Number of partitions, k
See statistics ref for further info.
Minimum cut objectives
Maybe find \(argmin_{(V_{i})} cut((V_{i}))\): but \(V_{1} = V\) minimizes it. So, to balance the partitions, associate each vertex with a weight w(v), get W = diag(w(v)); define \(w(V_{i}) = \sum_{v \in V_{i}} w(v)\); minimize \(Q((V_{i})) = \sum \frac{cut(V_{i})}{w(V_{i})}\).
Ratio, normalized cuts
If \(w(v) = 1\), get ratio cut objective fn. So, ratio cut is trying to minimize the weight of cross-cut edges, averaged over the nodes.
If \(w(v) = \sum E_{v,w}\), get normalized cut objective fn: \(N((V_{i})) = \sum \frac{cut(V_{i})}{w(V_{i})} = 2 - \sum \frac{within(V_{i})}{w(V_{i})}\): so minimizing N is same as maximizing wt of edges lying within each partition. Normalized cut is trying to minimize the weight of cross-cut edges, averaged over the nodes but normalized to allow high-degree vertex-sets to have more cross-cut edges.
These are discrete optimization problems: NP complete \why. Effective heuristics exist.
Modularity of partition C
(Newman) Amount by which number of edges in C exceed Chung’s degree distribution preserving random graph model.
Spectral clustering
\core A relaxation of normalized cut objective \(\equiv\) finding a solution to the generalized eigenvector problem over the graph laplacian L, then partitioning points derived from the top k ev.
The objective
Represent cut by partition vector \(p \in \set{\pm 1}^{n}\). Then Rayleigh quotient: \(\frac{p^{T}Lp}{p^{T}p}= n^{-1}4 cut(V_{1}, V_{2})\): \(p^{T}p=n; p^{T}Lp = \sum_{e_{i,j} \in E} e_{i,j}(p_{i}-p_{j})^{2}\).
Use partition vector q with \(q_{i} = \sqrt{\frac{w(V_{2})}{w(V_{1})}}\) for \(i \in V_{1}\); else \(-\sqrt{\frac{w(V_{1})}{w(V_{2})}}\). Then \(q^{T}W1 = \sqrt{\frac{w(V_{2})}{w(V_{1})}} w(V_{1}) - \sqrt{\frac{w(V_{1})}{w(V_{2})}} w(V_{2})= 0\); \(q^{T}Wq = w(V)\).
As \(q = \frac{w(V_{1})+w(V_{2})}{2\sqrt{w(V_{1})w(V_{2})}} p + \frac{-w(V_{1})+w(V_{2})}{2\sqrt{w(V_{1})w(V_{2})}}e\); so \(q^{T}Lq = \frac{[w(V_{1})+w(V_{2})]^{2}}{4 w(V_{1})w(V_{2})}p^{T}Lp\). As \(p^{T}Lp = cut(V_{1}, V_{2})\); \(\frac{q^{T}Lq}{q^{T}Wq} = Q(V_{1}, V_{2})\).
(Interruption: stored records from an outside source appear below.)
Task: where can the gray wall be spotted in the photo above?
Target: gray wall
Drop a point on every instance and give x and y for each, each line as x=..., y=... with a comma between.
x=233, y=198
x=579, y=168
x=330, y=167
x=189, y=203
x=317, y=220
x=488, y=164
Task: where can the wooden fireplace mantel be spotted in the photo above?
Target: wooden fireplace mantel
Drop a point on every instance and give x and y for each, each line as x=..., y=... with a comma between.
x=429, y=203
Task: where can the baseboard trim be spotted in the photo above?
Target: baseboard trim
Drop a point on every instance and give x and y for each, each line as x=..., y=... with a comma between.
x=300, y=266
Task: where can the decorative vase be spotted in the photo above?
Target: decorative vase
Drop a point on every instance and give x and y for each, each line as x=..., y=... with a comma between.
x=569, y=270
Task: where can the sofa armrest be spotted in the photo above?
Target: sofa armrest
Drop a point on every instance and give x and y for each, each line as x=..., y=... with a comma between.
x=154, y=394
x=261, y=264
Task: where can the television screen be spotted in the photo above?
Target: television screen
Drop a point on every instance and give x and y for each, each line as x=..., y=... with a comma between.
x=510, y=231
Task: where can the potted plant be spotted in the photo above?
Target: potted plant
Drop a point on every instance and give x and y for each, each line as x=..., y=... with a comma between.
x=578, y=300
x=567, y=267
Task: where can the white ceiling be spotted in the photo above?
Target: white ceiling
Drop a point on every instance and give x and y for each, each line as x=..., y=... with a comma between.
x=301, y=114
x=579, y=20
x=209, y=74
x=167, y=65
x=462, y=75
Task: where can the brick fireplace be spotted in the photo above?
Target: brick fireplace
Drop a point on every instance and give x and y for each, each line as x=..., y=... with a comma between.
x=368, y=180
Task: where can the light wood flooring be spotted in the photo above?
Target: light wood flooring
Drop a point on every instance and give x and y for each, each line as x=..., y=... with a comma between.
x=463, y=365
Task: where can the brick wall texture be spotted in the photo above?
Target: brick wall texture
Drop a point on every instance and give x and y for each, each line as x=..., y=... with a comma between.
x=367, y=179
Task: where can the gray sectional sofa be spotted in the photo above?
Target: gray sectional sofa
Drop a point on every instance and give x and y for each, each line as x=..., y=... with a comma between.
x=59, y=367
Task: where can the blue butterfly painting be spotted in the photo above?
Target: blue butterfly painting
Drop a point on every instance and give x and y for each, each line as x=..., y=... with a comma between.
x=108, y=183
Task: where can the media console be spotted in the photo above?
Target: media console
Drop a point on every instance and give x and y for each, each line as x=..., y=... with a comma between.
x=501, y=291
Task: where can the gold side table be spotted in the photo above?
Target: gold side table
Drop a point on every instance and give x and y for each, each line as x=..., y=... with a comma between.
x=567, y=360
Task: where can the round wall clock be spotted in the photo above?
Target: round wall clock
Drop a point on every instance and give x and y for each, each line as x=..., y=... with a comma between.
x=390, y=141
Minimizing this subject to suitable q’s is still NP complete; so use real relaxation. So, solve \(\min_{q} \frac{q^{T}Lq}{q^{T}Wq}\) subject to \(q^{T}We=0\), deduce partition vector from solution. Opt problem solved when q is ev corresponding to \(\ew_{2}\) for generalized ev problem: \(Lz = \ew Wz\). \why
To find k custers, do this recursively, or pick \(m \geq \log k\) ev and partition points formed by putting various components of these ev together, maybe using k-means.
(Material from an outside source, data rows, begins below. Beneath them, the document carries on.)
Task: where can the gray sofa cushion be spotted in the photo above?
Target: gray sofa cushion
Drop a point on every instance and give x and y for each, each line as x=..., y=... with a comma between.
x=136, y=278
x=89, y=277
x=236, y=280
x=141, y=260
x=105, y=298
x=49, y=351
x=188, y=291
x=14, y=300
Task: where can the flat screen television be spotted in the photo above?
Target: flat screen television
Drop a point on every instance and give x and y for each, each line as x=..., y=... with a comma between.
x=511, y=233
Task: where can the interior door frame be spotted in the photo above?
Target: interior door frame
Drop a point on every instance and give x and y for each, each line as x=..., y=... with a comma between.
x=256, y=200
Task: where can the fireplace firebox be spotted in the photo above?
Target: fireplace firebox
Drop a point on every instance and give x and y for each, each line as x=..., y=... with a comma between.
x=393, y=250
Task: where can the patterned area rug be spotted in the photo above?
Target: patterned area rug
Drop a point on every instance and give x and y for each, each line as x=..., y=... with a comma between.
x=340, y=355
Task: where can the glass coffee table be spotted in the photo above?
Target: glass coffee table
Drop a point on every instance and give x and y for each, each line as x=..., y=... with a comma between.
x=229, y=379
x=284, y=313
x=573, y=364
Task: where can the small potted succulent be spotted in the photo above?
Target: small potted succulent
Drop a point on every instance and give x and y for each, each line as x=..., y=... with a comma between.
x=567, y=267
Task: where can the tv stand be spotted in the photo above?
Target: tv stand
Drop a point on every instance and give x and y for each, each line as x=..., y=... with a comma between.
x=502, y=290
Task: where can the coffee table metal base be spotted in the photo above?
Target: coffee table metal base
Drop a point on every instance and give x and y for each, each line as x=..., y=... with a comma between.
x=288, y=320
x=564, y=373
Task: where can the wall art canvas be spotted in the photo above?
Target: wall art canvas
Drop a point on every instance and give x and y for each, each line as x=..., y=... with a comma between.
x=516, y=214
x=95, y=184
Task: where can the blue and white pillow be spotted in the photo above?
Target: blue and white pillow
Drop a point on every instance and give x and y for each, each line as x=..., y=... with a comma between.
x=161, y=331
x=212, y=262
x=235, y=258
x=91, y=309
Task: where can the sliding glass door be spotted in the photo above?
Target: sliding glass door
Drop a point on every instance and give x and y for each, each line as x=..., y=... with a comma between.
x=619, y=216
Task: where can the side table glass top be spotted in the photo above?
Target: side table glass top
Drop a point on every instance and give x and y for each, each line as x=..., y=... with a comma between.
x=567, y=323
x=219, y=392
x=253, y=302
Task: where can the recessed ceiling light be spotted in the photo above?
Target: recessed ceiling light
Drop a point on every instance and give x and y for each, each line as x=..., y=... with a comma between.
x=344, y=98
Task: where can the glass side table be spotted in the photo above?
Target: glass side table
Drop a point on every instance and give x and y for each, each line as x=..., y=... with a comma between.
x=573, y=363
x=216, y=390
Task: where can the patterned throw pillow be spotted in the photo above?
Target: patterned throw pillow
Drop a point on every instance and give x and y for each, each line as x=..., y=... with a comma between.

Requires \(O(n^{2})\) time: to find ev; \(O(kn^{2})\) to find k clusters among graph nodes.
Coclustering nodes in bipartite graph G=(A, B, E)
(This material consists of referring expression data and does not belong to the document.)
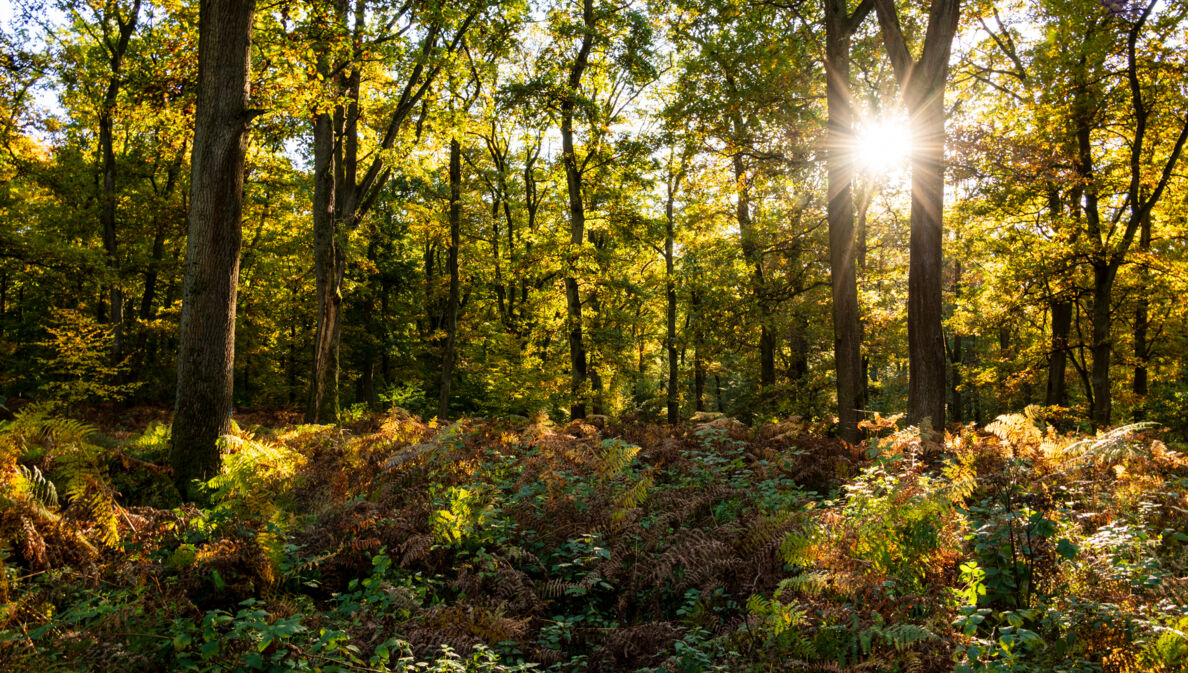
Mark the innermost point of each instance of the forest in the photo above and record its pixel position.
(592, 335)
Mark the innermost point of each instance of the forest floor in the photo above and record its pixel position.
(391, 543)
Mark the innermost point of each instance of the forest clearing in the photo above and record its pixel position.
(593, 335)
(506, 545)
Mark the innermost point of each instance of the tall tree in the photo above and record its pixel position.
(207, 334)
(576, 208)
(839, 25)
(441, 30)
(922, 85)
(1142, 192)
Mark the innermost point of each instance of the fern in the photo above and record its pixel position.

\core \ (Dhillon). Finding the second ev of L \(\equiv\): take \(|A|*|B|\) adjacency matrix M, and find its 2nd left and right sv: as M is smaller than L, ye save on computation.
Graclus
Does kernel-k-means among nodes. Equivalent to solving a relaxation of the normalized cuts objective.